Historically speaking, you would be right. These gains are something to write home about.
That is, until you compare it to the returns generated during the previous administration (President Obama). Through the first 610 days of the Obama administration, the S&P 500 Index was up +60.9%.
Now admittedly, the Obama administration benefited from spectacular timing. 2008 was a disaster and we can’t put lipstick on that pig to dress it up. On top of that, the S&P 500 Index went through a terrible draw-down (first quarter 2009) in their first thirty-one market days of their administration. Then the S&P 500 Index rebounded and did extremely well the balance of 2009. Timing in life is everything.
Sidebar: we wonder how many folks actually got back INTO the markets in early 2009.
And thanks to our friends at MacroTrends, we can present these images.
But back to the narrative, “this market has gone straight up since Trump got in office!”
Like Roger Clemens, it’s amazing how some folks (many folks?) can “misremember” details or events. Not that we’re trying to decipher people’s memories, but the market indeed had a very good run immediately after the election in November 2016. Trump was then inaugurated in January 2017. And 2017 happened to be a slow steady climb – with record low volatility (some would argue NO volatility).
There is no doubt the market has generated a positive return while Trump has been in office. There is no dispute about that. But the “feeling” that the “market has gone straight up since Trump got in office” seems (and feels) inaccurate.
Lost in the fog has been the “trip” known as 2018 in markets. And what a ride it was!
Let’s look at the Dow Jones Industrial Average:
- Ended 2017 (12/29/17) at 24,719
- Reached 26,616 on January 26, 2018 (up 7.67%)

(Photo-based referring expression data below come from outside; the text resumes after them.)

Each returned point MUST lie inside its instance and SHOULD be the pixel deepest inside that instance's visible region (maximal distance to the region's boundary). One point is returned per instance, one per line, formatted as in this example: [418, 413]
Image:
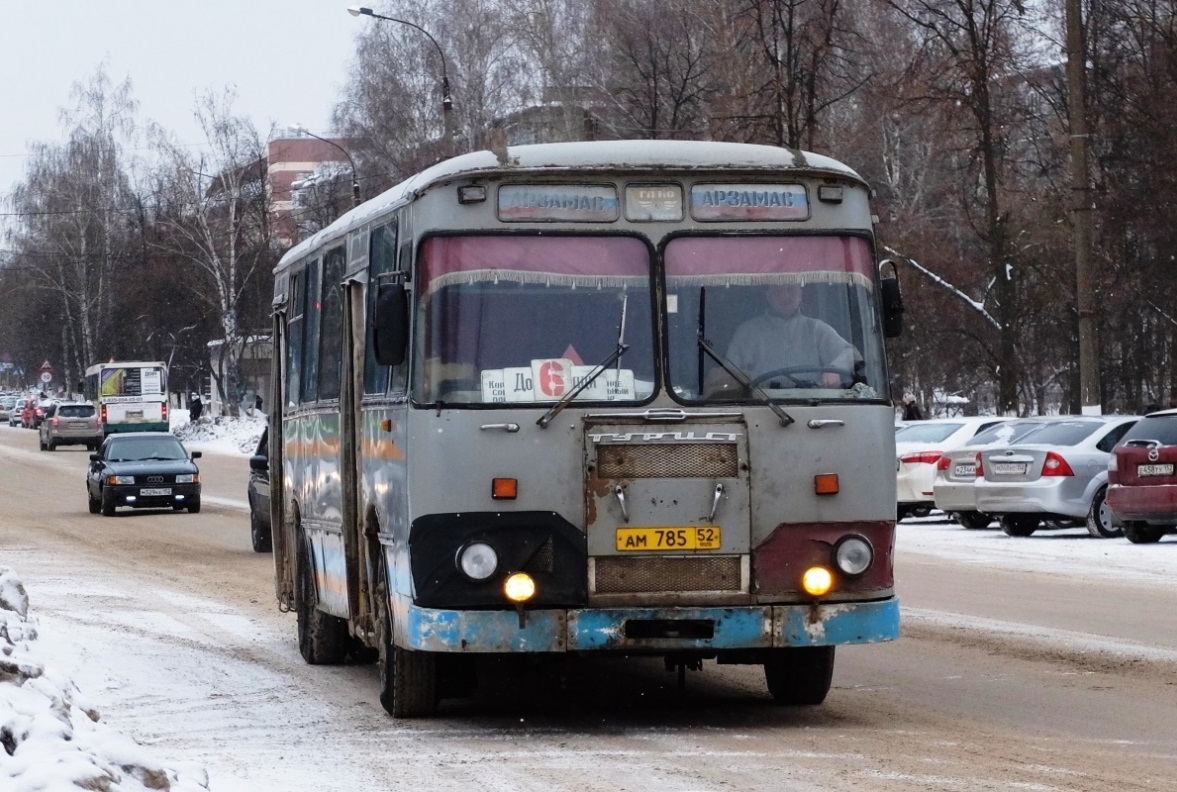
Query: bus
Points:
[130, 396]
[509, 419]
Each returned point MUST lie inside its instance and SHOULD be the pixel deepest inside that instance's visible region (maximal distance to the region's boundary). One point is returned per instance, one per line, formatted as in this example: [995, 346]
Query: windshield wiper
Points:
[739, 377]
[614, 357]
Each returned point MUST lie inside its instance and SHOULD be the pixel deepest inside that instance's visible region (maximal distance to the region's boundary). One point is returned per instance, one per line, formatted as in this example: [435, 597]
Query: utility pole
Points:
[1082, 208]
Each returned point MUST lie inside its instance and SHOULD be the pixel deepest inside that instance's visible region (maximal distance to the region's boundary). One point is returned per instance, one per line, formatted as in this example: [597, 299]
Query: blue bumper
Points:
[645, 630]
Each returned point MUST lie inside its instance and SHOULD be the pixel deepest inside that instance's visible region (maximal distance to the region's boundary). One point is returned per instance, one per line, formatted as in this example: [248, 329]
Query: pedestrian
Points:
[910, 408]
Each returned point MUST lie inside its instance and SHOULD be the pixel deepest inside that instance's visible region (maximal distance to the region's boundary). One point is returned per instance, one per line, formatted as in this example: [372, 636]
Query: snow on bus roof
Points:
[582, 155]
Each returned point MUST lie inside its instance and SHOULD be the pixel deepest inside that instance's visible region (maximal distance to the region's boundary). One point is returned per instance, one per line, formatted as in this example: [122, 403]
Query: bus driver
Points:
[784, 338]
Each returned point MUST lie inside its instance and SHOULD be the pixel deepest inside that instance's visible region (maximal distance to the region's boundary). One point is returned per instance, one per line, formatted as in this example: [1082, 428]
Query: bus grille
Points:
[665, 460]
[618, 574]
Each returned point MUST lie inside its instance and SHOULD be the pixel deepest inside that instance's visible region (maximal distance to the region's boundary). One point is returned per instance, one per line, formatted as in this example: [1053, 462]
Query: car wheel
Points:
[799, 674]
[107, 504]
[259, 534]
[1142, 533]
[1099, 523]
[1019, 525]
[973, 520]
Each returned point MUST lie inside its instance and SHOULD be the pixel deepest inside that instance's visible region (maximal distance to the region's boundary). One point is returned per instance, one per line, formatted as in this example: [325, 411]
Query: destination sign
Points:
[557, 203]
[749, 203]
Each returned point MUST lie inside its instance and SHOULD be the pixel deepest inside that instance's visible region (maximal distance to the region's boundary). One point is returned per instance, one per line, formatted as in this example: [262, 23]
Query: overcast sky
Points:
[287, 60]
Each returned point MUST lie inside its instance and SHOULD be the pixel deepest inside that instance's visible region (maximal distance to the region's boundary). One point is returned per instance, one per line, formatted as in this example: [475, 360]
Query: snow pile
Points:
[221, 433]
[52, 739]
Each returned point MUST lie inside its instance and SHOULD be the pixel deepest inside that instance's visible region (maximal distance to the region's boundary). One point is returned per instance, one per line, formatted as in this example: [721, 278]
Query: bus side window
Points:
[311, 332]
[331, 325]
[294, 338]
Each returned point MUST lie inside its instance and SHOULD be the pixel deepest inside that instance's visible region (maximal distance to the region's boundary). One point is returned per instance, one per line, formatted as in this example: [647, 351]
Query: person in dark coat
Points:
[910, 408]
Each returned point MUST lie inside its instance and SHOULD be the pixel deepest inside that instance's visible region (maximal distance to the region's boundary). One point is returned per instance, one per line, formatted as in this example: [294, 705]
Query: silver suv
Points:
[71, 423]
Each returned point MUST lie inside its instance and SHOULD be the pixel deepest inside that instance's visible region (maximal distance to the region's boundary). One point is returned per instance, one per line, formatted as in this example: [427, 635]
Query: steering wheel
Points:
[790, 371]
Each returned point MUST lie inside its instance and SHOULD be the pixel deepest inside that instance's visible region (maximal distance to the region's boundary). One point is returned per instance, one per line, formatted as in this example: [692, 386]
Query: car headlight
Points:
[853, 556]
[478, 560]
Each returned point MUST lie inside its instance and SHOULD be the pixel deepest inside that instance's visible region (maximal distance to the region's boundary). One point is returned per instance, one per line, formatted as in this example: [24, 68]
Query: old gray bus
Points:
[543, 401]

- Fell to 23,533 on March 23, 2018 (from the peak 1/16/18, down 11.58%, YTD down 4.79%)
- Reached 26,828 on October 3rd, 2018 (from the 3/23/18 low, up 14%, YTD up 8.53%)
- Fell to 21,792 on December 24, 2018 (from the 10/3/18 high, down 18.77%, YTD down 11.8%)

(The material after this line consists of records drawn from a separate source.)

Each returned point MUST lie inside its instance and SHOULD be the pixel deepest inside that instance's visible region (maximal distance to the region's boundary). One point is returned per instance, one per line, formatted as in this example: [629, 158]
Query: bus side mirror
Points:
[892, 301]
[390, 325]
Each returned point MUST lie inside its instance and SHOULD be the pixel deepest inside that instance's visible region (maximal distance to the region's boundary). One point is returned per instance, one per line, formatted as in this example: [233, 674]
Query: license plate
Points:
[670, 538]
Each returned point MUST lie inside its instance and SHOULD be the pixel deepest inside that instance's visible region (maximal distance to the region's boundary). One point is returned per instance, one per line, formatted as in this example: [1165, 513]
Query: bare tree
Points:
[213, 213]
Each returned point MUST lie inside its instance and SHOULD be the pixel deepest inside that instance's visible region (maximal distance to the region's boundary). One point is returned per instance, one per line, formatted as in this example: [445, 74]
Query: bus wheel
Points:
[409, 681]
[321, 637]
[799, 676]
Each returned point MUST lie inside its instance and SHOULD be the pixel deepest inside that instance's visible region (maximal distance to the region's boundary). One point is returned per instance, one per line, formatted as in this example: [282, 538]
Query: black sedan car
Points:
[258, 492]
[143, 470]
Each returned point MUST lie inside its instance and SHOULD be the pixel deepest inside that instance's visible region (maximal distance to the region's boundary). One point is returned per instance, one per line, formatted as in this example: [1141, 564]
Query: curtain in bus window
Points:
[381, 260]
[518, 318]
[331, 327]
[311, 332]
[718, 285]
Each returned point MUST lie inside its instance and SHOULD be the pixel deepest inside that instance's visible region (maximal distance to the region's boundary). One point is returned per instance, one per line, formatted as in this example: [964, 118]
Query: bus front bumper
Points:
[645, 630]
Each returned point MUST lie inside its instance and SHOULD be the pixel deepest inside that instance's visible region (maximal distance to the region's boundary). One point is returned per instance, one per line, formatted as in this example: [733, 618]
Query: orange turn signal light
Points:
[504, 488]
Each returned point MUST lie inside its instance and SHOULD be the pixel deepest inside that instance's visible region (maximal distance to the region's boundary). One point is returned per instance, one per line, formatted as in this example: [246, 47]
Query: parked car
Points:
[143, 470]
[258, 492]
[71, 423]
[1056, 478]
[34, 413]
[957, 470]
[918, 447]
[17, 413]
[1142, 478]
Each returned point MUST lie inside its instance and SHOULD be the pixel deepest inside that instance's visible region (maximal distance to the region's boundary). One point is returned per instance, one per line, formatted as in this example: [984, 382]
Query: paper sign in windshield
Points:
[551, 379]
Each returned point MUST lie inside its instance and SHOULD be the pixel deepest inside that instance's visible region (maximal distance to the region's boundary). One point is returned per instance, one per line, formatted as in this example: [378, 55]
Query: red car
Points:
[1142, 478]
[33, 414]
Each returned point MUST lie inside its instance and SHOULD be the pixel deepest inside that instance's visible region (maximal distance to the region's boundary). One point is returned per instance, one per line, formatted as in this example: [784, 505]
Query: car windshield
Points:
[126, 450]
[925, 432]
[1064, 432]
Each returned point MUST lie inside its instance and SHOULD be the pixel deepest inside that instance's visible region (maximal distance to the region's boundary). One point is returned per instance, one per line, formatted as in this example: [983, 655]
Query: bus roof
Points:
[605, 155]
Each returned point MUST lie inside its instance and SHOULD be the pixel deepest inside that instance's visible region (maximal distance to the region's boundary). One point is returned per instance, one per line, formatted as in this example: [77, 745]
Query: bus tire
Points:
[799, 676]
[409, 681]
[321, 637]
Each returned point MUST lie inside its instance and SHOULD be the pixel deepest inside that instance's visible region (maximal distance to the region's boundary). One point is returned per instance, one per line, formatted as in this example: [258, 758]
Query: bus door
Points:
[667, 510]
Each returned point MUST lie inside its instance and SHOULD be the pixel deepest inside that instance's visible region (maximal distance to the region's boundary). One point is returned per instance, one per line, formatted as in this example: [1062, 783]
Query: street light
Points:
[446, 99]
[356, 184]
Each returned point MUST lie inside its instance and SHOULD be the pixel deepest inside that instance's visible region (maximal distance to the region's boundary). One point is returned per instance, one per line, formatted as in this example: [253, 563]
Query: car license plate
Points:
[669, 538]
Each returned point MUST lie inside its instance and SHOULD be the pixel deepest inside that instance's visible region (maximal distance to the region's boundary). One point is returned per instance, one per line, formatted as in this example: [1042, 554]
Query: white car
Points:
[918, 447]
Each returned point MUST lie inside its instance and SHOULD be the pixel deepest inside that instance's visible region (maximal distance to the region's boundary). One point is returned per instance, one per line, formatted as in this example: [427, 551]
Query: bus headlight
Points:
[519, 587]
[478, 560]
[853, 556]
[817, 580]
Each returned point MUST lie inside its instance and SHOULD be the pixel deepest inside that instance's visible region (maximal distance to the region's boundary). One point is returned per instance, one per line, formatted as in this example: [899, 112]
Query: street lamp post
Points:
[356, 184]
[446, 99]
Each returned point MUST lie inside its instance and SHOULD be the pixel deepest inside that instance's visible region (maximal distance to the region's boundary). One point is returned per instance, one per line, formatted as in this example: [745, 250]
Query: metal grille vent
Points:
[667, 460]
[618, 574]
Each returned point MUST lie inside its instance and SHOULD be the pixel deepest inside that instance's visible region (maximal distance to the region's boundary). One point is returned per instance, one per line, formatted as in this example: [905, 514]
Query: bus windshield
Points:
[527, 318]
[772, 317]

See the chart (below) for a graphical image of the roller-coaster ride for the Dow Jones in 2018.
And this actually ties in nicely with the next point that “Noise & Chatter” would like to address.

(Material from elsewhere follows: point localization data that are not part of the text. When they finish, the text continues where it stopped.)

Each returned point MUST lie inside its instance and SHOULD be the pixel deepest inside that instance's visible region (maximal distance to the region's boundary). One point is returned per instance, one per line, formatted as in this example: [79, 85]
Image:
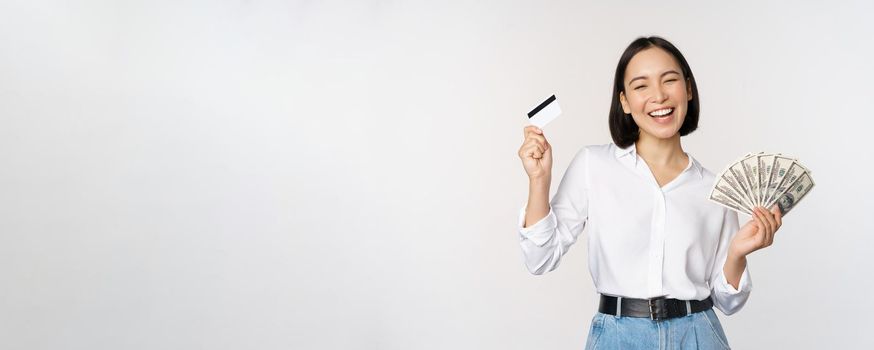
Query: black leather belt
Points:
[659, 308]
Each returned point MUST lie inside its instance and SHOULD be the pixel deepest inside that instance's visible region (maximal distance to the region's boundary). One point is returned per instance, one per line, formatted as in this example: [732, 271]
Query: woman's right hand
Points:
[536, 154]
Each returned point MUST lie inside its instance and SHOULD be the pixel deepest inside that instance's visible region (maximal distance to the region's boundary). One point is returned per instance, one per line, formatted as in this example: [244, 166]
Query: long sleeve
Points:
[725, 297]
[546, 241]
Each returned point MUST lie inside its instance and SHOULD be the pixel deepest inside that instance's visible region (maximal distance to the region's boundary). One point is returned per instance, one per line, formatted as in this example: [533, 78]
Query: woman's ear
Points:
[624, 102]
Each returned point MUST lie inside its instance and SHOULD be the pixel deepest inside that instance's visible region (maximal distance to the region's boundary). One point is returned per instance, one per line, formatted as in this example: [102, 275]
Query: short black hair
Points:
[622, 128]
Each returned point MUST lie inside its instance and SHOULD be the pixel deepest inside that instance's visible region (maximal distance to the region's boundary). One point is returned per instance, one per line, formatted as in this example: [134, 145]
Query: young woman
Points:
[660, 253]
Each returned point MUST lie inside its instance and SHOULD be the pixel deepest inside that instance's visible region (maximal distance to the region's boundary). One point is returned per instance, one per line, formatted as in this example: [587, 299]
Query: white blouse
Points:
[644, 240]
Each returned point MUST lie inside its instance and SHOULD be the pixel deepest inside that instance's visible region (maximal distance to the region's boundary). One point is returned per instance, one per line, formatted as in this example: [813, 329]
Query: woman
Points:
[660, 254]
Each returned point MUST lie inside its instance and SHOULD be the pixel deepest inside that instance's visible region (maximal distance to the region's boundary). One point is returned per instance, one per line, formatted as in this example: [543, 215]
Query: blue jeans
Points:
[701, 330]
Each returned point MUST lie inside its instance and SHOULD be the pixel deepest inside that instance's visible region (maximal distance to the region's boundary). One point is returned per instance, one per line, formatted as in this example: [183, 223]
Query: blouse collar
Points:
[632, 150]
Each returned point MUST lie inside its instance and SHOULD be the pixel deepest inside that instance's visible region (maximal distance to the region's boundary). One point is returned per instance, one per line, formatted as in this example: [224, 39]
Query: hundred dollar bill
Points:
[750, 168]
[781, 166]
[794, 173]
[766, 165]
[796, 192]
[737, 171]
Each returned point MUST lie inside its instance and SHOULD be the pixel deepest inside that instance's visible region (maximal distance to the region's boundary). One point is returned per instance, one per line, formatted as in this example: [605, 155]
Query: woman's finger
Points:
[771, 220]
[778, 215]
[763, 229]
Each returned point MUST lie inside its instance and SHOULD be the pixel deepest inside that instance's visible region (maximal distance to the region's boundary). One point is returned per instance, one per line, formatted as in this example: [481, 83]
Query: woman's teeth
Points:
[661, 113]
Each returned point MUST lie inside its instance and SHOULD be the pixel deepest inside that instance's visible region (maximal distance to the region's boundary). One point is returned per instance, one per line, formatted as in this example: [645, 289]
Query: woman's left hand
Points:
[757, 233]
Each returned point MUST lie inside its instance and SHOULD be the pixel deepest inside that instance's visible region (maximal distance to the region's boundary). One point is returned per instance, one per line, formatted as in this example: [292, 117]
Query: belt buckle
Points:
[658, 308]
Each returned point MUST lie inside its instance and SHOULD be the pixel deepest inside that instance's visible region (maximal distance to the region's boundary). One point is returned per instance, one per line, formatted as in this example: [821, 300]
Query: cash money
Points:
[762, 180]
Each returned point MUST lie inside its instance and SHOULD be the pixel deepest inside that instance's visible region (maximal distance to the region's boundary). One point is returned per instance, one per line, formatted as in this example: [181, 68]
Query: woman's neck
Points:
[661, 152]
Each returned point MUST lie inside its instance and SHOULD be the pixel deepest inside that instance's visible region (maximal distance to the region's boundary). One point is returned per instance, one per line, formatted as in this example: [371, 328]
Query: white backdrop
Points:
[343, 175]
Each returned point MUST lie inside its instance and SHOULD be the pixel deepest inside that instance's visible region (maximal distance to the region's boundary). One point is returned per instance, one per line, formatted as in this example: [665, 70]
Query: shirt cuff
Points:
[539, 233]
[743, 286]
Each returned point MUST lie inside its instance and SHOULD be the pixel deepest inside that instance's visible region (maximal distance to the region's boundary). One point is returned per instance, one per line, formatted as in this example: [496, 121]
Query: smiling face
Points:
[656, 93]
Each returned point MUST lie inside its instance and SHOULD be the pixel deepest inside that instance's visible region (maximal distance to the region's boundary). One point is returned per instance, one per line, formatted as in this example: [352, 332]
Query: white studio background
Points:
[343, 175]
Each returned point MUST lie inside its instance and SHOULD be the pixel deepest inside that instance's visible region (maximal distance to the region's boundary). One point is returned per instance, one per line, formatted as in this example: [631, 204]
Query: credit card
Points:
[545, 112]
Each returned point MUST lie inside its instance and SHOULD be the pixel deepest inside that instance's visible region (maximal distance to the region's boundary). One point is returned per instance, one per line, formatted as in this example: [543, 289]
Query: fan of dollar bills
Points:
[762, 180]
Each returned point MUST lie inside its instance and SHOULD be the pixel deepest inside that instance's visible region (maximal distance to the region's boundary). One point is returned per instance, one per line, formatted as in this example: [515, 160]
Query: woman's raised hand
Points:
[536, 154]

Take a closer look at this chart. We heard recently from an observer they “haven’t made any money in a year and a half.”
OK, it was not said precisely that way. Technically, he said “I haven’t made any … (expletive deleted) …money in a year and a half.”
Isn’t this interesting? Look again at the chart and you will see:
- The Dow Jones peaking in January 2018 above 26,000, then falling back.
- The Dow Jones peaking in October 2018 (again) above 26,000, then falling back.
- The Dow Jones peaking in April 2019 (again) above 26,000, then falling back.
- The Dow Jones peaking (now) in June 2019 (again) above 26,000.
Like the S&P 500 Index, the Dow does not truly represent too many portfolios out there, but remains a widely recognized yardstick. Will this be a new ceiling in the Dow Jones Industrial Average, or a new base to move higher from? We won’t make a prediction, only time will tell. But the Dow Jones seems to be meeting resistance at these levels. And a break-through from these levels will put the DJIA on a technical buy signal and in new territory.
This additional information (tracking the roller coaster ride for the Dow Jones in 2018) ties in nicely with a tweet posted just the other day:
(It “feels” to some) the market *has* been ripping higher. But – for how long? The calendar 2019 returns (as of the date this was written 6/21/19) are positive. However, if Noise & Chatter had written this post a month ago, the returns were close to being negative year to date. And what about the last (trailing) twelve months?
Well, take a look:
Ummmm, here's a conversation starter for ya: $DJIA from 6/1/18 – 5/31/19: +1.64%.
— Jersey Shore Financial Advisor (@TomMullooly) June 19, 2019
That’s right. The last twelve months (essentially June 2018 through May 2019) the returns were practically nothing. It really depends where the lines are drawn.
As we wrap up this sixth edition of “Noise & Chatter” we always remind our dear readers to look it up or check it out before taking some information as rock-solid truth.